All connection related settings, including URL link, username, and password are found in application.yml. For metadata storage provider settings, refer to the configurations of H2/MySQL above.

PostgreSQL

PostgreSQL jdbc driver uses version 42.3.2. It supports PostgreSQL 8.2 or newer. Activate PostgreSQL as storage, and set storage provider to postgresql.

storage:
  selector: ${SW_STORAGE:postgresql}
  postgresql:
    properties:
      jdbcUrl: ${SW_JDBC_URL:"jdbc:postgresql://localhost:5432/skywalking"}
      dataSource.user: ${SW_DATA_SOURCE_USER:postgres}
      dataSource.password: ${SW_DATA_SOURCE_PASSWORD:123456}
      dataSource.cachePrepStmts: ${SW_DATA_SOURCE_CACHE_PREP_STMTS:true}
      dataSource.prepStmtCacheSize: ${SW_DATA_SOURCE_PREP_STMT_CACHE_SQL_SIZE:250}
      dataSource.prepStmtCacheSqlLimit: ${SW_DATA_SOURCE_PREP_STMT_CACHE_SQL_LIMIT:2048}
      dataSource.useServerPrepStmts: ${SW_DATA_SOURCE_USE_SERVER_PREP_STMTS:true}
    metadataQueryMaxSize: ${SW_STORAGE_MYSQL_QUERY_MAX_SIZE:5000}
    maxSizeOfArrayColumn: ${SW_STORAGE_MAX_SIZE_OF_ARRAY_COLUMN:20}
    numOfSearchableValuesPerTag: ${SW_STORAGE_NUM_OF_SEARCHABLE_VALUES_PER_TAG:2}
    maxSizeOfBatchSql: ${SW_STORAGE_MAX_SIZE_OF_BATCH_SQL:2000}
    asyncBatchPersistentPoolSize: ${SW_STORAGE_ASYNC_BATCH_PERSISTENT_POOL_SIZE:4}

All connection-related settings, including URL link, username, and password are found in application.yml. Only part of the settings are listed here. Please follow HikariCP connection pool document for full settings.

IoTDB

IoTDB is a time-series database from Apache, which is one of the storage plugin options.
IoTDB storage plugin is still in progress.

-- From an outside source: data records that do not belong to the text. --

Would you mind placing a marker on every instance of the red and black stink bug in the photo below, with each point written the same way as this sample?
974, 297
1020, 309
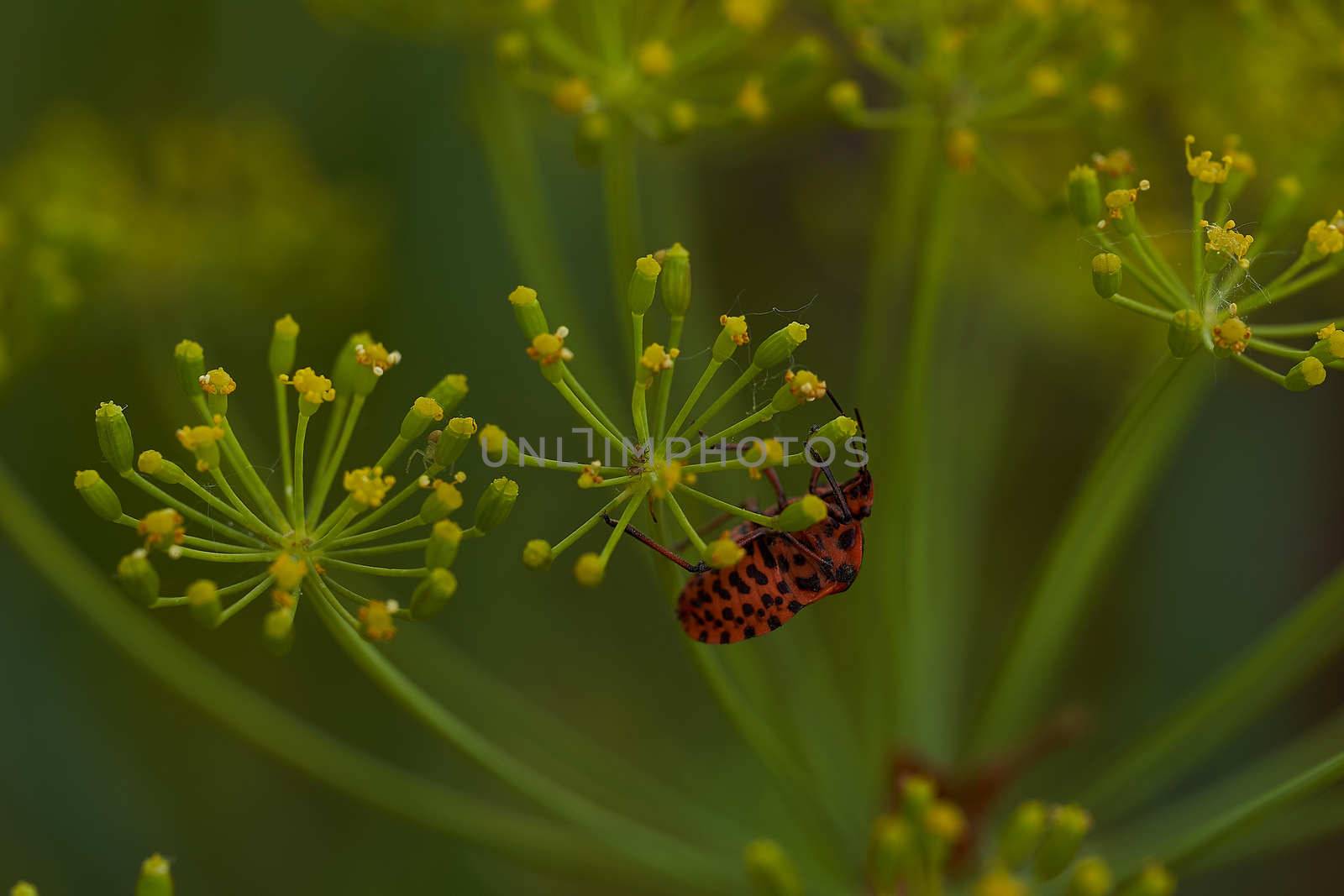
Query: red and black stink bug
781, 573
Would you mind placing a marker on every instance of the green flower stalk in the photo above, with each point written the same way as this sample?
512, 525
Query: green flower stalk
297, 546
652, 470
1211, 309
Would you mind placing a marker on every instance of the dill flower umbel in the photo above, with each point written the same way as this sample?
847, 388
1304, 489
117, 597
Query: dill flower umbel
655, 468
293, 546
1211, 311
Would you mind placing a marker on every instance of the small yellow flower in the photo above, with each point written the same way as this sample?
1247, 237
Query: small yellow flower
376, 358
806, 385
375, 620
749, 15
367, 485
289, 571
161, 528
723, 553
549, 348
1327, 237
1226, 239
311, 385
573, 96
1045, 81
737, 328
218, 382
752, 101
655, 60
1233, 333
1203, 168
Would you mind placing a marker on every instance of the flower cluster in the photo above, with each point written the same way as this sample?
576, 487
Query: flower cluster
1211, 312
667, 76
1035, 63
927, 837
654, 468
291, 546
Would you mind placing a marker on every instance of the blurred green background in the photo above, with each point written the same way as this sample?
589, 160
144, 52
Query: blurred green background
398, 231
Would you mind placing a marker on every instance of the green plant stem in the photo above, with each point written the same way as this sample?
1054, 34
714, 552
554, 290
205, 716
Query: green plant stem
327, 474
265, 726
1289, 654
1105, 506
660, 409
671, 857
622, 201
1236, 821
918, 645
286, 461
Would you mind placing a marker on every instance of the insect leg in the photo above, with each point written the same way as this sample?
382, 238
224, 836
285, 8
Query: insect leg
638, 537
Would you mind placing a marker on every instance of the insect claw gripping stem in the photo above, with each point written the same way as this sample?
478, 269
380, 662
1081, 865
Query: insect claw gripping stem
638, 537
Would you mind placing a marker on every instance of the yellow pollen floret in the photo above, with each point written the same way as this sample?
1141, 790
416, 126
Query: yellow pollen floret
161, 527
806, 385
1203, 168
375, 620
1231, 335
218, 382
367, 485
376, 358
737, 328
752, 101
1327, 235
549, 348
311, 385
655, 60
1226, 239
289, 571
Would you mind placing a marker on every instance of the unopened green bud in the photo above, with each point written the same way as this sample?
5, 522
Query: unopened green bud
139, 578
98, 495
676, 280
155, 878
454, 439
416, 423
769, 869
154, 464
780, 345
444, 540
528, 312
449, 391
893, 853
284, 344
1021, 835
643, 284
496, 503
433, 594
1092, 878
1186, 333
734, 333
203, 602
277, 631
1085, 196
443, 499
1153, 880
803, 513
1065, 832
538, 553
114, 437
1106, 275
190, 360
1307, 374
346, 367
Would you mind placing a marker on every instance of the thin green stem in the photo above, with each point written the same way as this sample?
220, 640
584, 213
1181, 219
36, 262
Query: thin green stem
627, 837
1093, 531
1288, 656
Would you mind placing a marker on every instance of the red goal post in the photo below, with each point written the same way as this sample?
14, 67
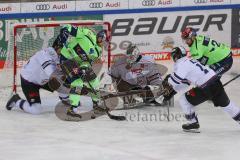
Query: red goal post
22, 50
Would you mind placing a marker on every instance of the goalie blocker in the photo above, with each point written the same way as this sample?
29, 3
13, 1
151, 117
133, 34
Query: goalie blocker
209, 87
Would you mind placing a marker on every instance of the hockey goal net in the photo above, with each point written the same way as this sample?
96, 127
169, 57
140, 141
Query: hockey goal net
28, 38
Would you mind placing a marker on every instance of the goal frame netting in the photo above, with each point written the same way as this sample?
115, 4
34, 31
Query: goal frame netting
17, 26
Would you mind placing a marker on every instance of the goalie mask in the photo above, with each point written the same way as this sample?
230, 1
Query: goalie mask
132, 54
178, 52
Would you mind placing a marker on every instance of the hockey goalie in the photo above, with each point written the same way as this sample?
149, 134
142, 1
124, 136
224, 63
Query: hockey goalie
136, 71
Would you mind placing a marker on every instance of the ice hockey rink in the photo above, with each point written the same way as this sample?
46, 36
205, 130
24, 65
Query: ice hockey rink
44, 137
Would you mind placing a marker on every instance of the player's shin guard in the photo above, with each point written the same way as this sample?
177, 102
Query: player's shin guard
187, 108
233, 111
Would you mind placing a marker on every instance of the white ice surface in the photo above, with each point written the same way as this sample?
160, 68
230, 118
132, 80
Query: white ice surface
45, 137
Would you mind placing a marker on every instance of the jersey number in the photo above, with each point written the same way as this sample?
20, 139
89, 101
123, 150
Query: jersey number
199, 65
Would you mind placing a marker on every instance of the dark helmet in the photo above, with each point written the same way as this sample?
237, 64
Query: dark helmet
102, 36
188, 32
178, 52
57, 43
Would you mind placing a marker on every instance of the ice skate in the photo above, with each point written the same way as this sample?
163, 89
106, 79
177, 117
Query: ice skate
12, 101
191, 127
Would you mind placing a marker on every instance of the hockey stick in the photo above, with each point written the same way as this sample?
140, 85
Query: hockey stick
114, 117
231, 80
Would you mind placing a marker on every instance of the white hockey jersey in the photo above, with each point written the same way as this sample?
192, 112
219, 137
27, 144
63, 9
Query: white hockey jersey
189, 71
40, 66
144, 72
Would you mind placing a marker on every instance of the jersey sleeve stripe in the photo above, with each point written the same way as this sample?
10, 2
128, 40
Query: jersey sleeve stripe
46, 63
178, 77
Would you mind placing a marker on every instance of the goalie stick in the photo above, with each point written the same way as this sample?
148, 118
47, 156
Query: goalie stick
237, 76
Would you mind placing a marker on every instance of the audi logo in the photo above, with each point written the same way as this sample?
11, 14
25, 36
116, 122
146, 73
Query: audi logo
96, 5
42, 7
200, 1
148, 2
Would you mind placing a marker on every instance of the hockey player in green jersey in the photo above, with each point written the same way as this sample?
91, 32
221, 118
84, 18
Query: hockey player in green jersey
217, 56
83, 48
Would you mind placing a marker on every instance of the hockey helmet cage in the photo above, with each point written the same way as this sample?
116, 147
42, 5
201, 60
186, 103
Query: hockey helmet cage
188, 32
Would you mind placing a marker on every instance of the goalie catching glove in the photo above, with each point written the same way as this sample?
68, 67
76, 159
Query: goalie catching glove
168, 91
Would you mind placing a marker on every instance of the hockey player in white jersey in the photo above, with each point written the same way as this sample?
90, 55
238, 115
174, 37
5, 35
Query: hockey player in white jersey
136, 71
35, 75
208, 87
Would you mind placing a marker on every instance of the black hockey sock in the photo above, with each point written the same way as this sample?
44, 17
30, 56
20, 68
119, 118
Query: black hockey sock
237, 117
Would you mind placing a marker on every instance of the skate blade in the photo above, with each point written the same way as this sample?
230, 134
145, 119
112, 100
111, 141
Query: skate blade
192, 130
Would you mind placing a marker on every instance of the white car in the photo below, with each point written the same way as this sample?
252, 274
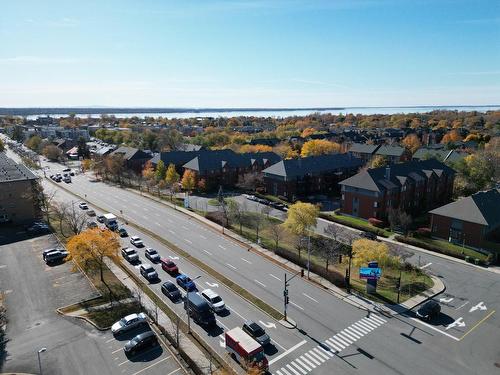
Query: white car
136, 241
214, 301
129, 322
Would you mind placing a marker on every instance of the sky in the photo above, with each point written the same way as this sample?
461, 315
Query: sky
249, 53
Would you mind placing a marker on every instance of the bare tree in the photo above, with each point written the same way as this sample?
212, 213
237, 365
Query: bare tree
278, 232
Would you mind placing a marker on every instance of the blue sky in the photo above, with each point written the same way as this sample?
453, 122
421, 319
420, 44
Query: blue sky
249, 53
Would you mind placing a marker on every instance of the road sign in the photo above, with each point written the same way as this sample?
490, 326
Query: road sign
370, 273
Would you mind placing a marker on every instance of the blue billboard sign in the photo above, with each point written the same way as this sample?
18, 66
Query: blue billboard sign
370, 273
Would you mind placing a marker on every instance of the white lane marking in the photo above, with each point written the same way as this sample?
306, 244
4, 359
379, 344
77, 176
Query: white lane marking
275, 277
293, 303
462, 305
258, 282
154, 364
295, 347
435, 329
308, 296
312, 359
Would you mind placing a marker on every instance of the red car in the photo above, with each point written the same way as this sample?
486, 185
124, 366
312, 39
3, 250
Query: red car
169, 266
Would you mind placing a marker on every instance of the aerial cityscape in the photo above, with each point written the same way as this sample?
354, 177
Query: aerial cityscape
222, 187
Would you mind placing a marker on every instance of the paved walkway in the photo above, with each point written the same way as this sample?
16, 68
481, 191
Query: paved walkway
355, 300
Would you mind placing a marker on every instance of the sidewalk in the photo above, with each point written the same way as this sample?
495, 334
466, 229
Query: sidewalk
185, 344
358, 301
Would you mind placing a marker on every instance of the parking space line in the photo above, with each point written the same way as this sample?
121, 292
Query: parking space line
154, 364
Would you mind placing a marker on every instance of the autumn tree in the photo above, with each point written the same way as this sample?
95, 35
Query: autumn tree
317, 147
160, 171
90, 249
411, 143
52, 152
188, 181
378, 161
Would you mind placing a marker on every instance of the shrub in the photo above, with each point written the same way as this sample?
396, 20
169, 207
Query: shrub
376, 222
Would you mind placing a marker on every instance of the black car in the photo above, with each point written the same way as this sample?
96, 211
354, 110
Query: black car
368, 235
170, 290
429, 310
140, 342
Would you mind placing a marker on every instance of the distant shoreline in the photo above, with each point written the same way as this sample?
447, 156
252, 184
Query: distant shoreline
207, 112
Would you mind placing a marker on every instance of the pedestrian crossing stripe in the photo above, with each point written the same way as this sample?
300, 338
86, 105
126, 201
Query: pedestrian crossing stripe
331, 346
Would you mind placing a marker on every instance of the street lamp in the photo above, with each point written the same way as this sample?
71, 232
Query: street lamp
42, 350
189, 308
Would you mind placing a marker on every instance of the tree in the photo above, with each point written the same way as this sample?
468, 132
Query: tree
317, 147
52, 152
34, 143
411, 143
366, 251
91, 247
188, 181
277, 232
379, 161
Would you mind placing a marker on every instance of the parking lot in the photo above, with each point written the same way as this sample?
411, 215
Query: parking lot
33, 293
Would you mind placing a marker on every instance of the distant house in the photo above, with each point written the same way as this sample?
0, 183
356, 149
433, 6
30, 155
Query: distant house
439, 154
295, 178
133, 157
394, 154
363, 151
224, 167
468, 221
414, 187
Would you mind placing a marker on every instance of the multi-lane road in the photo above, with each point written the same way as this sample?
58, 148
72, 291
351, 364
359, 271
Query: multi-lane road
332, 336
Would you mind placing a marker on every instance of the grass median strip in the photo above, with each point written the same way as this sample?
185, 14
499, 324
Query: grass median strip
200, 264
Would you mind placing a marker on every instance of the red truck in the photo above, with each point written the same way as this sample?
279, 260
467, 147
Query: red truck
245, 350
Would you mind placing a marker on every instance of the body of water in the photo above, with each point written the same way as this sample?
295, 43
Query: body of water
277, 113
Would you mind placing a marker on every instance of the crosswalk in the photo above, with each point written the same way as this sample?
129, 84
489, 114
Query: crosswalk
318, 355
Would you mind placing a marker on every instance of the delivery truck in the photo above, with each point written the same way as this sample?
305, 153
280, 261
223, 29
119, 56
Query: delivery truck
246, 351
110, 222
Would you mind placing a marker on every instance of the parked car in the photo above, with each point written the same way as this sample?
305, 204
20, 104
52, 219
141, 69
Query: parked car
171, 291
140, 342
136, 241
148, 272
185, 282
368, 235
130, 254
214, 300
152, 255
129, 322
429, 310
257, 332
169, 266
91, 224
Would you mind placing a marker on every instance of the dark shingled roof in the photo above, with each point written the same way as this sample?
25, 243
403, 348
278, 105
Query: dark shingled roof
480, 208
375, 179
363, 148
208, 160
314, 165
11, 171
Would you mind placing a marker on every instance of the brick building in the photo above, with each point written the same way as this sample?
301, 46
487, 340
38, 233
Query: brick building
414, 187
295, 178
469, 220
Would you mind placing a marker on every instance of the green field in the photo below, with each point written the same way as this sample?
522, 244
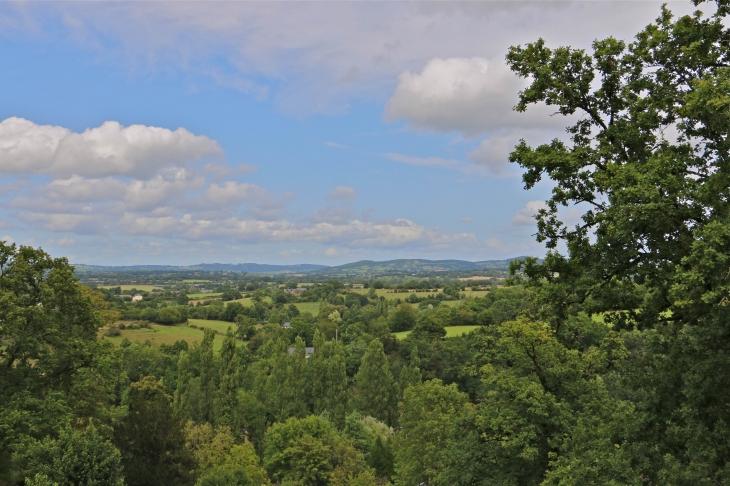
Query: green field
451, 331
246, 301
203, 295
163, 335
146, 288
311, 307
217, 326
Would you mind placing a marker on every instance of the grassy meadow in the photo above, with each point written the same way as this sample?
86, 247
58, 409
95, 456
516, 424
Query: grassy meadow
141, 287
158, 334
451, 331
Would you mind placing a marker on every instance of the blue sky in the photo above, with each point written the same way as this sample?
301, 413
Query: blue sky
276, 132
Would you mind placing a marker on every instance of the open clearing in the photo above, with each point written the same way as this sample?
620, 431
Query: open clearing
311, 307
143, 287
163, 335
217, 326
203, 295
451, 331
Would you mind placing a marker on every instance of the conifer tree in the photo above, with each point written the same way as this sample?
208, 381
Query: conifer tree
374, 387
410, 375
227, 390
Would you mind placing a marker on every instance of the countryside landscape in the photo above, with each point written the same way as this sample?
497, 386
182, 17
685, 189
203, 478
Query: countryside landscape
365, 243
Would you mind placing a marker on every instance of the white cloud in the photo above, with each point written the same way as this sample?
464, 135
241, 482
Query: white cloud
231, 193
493, 153
526, 215
343, 193
62, 242
322, 54
336, 145
465, 94
137, 150
422, 161
221, 171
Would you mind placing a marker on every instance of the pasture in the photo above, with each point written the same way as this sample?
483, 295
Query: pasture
163, 335
220, 327
311, 307
203, 295
451, 331
140, 287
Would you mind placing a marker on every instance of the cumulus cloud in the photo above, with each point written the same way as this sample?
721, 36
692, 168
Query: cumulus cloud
336, 145
526, 215
231, 192
111, 149
465, 94
493, 153
62, 242
322, 54
343, 193
422, 161
353, 233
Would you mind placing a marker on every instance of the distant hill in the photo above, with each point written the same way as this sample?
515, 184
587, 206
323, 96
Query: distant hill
414, 266
204, 267
363, 267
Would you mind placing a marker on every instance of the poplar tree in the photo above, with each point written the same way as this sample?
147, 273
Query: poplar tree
374, 392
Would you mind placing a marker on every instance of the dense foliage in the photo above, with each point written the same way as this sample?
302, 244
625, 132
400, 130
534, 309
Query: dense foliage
605, 363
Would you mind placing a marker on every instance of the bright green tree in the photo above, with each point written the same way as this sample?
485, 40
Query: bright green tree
75, 458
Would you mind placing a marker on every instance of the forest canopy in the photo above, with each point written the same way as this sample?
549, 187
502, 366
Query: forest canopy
604, 363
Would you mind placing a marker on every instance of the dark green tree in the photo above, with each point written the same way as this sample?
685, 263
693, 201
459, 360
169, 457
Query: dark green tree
151, 438
649, 157
403, 318
428, 412
48, 326
374, 392
74, 459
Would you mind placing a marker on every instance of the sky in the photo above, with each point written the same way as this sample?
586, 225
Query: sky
278, 132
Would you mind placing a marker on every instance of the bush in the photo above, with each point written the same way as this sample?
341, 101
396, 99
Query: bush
169, 315
112, 332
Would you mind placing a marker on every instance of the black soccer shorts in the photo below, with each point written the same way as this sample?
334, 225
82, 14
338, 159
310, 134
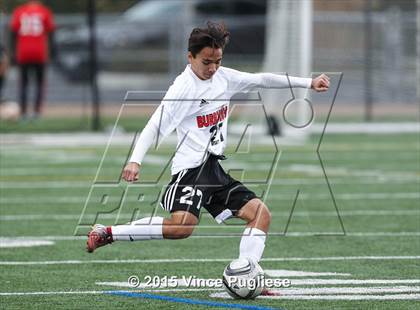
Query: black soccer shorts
206, 186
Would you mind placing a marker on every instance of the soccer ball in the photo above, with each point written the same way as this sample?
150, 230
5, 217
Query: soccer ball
243, 279
9, 111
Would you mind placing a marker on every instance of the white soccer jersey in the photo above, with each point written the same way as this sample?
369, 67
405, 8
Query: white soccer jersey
199, 109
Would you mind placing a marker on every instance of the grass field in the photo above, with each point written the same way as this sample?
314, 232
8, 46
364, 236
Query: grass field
367, 251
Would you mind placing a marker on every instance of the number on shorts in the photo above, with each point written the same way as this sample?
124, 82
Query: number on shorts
190, 193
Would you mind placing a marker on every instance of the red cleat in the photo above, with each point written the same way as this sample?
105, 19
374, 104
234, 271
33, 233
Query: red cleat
267, 292
97, 237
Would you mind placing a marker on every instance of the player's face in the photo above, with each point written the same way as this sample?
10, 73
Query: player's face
206, 62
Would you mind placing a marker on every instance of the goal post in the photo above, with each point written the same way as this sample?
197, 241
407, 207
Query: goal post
288, 50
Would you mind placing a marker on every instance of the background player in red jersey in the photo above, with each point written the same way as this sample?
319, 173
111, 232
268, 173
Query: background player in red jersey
31, 25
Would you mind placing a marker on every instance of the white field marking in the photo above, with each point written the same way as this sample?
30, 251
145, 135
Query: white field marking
282, 273
285, 182
101, 292
349, 196
291, 291
44, 217
209, 260
349, 290
307, 282
180, 282
239, 235
331, 297
51, 293
23, 243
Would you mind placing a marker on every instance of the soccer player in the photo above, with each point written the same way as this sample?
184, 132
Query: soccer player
32, 25
196, 106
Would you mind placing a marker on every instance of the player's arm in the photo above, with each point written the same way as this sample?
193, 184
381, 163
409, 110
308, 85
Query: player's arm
243, 81
164, 120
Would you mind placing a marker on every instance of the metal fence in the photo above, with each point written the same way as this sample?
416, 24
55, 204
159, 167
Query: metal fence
339, 41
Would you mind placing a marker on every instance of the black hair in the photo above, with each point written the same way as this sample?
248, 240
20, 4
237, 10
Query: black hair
214, 36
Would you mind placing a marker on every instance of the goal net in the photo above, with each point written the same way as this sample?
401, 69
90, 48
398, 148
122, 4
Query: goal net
288, 50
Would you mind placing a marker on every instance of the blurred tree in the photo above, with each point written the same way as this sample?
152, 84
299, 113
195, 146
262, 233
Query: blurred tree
75, 6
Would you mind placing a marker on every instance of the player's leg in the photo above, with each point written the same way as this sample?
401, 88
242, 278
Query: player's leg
180, 225
40, 80
256, 214
23, 87
258, 219
180, 199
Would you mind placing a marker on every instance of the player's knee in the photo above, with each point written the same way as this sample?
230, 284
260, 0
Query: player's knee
265, 214
183, 232
179, 231
180, 226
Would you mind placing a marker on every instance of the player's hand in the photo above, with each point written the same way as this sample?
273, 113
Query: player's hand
321, 83
131, 172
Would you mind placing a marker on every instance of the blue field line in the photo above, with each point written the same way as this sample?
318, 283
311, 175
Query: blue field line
186, 300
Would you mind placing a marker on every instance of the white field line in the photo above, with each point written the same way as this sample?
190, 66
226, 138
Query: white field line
19, 243
224, 295
331, 297
349, 290
238, 235
292, 291
286, 182
209, 260
349, 196
44, 217
102, 292
282, 273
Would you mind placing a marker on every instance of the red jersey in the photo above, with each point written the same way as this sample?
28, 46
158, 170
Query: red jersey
32, 22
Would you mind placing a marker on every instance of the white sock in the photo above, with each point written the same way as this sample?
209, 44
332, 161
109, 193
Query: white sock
252, 244
144, 229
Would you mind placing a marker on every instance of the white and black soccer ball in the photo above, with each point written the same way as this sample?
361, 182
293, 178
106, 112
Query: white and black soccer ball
243, 279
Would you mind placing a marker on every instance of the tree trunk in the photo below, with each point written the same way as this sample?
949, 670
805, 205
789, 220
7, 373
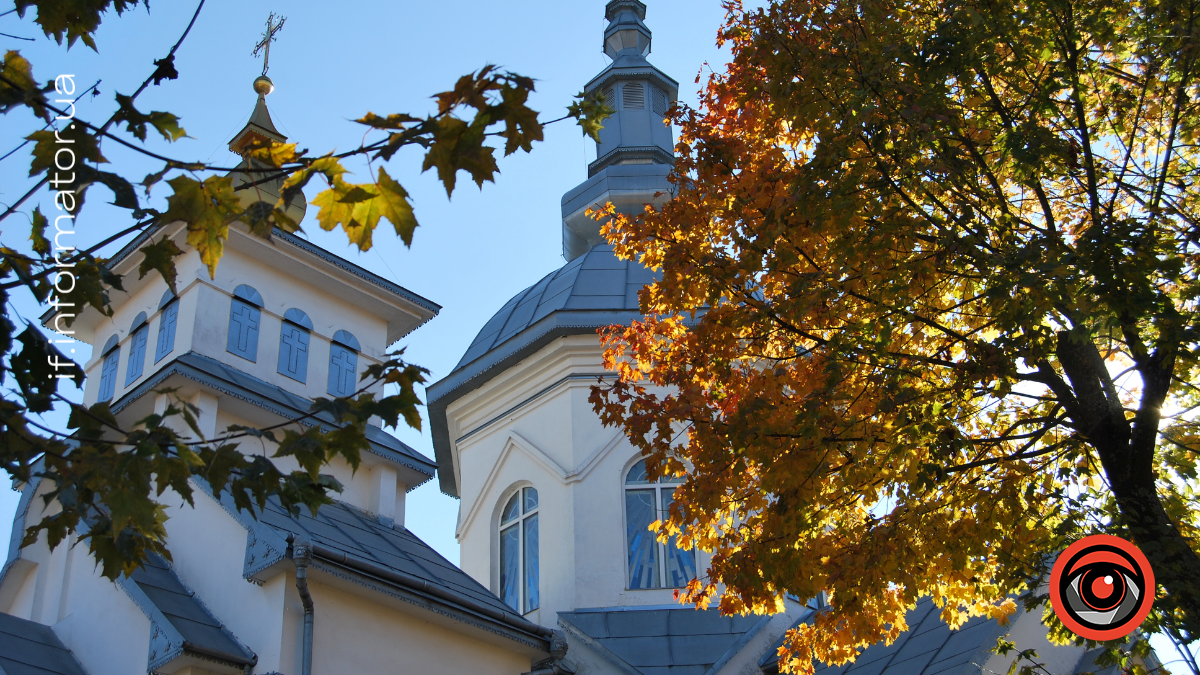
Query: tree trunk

Its efficiency will improve in the future.

storage:
  selector: ${SW_STORAGE:iotdb}
  iotdb:
    host: ${SW_STORAGE_IOTDB_HOST:127.0.0.1}
    rpcPort: ${SW_STORAGE_IOTDB_RPC_PORT:6667}
    username: ${SW_STORAGE_IOTDB_USERNAME:root}
    password: ${SW_STORAGE_IOTDB_PASSWORD:root}
    storageGroup: ${SW_STORAGE_IOTDB_STORAGE_GROUP:root.skywalking}
    sessionPoolSize: ${SW_STORAGE_IOTDB_SESSIONPOOL_SIZE:8} # If it's zero, the SessionPool size will be 2*CPU_Cores
    fetchTaskLogMaxSize: ${SW_STORAGE_IOTDB_FETCH_TASK_LOG_MAX_SIZE:1000} # the max number of fetch task log in a request

All connection related settings, including host, rpcPort, username, and password are found in application.yml. Please ensure the IoTDB version >= 0.12.3.

More storage extension solutions

Follow the Storage extension development guide in the Project Extensions document.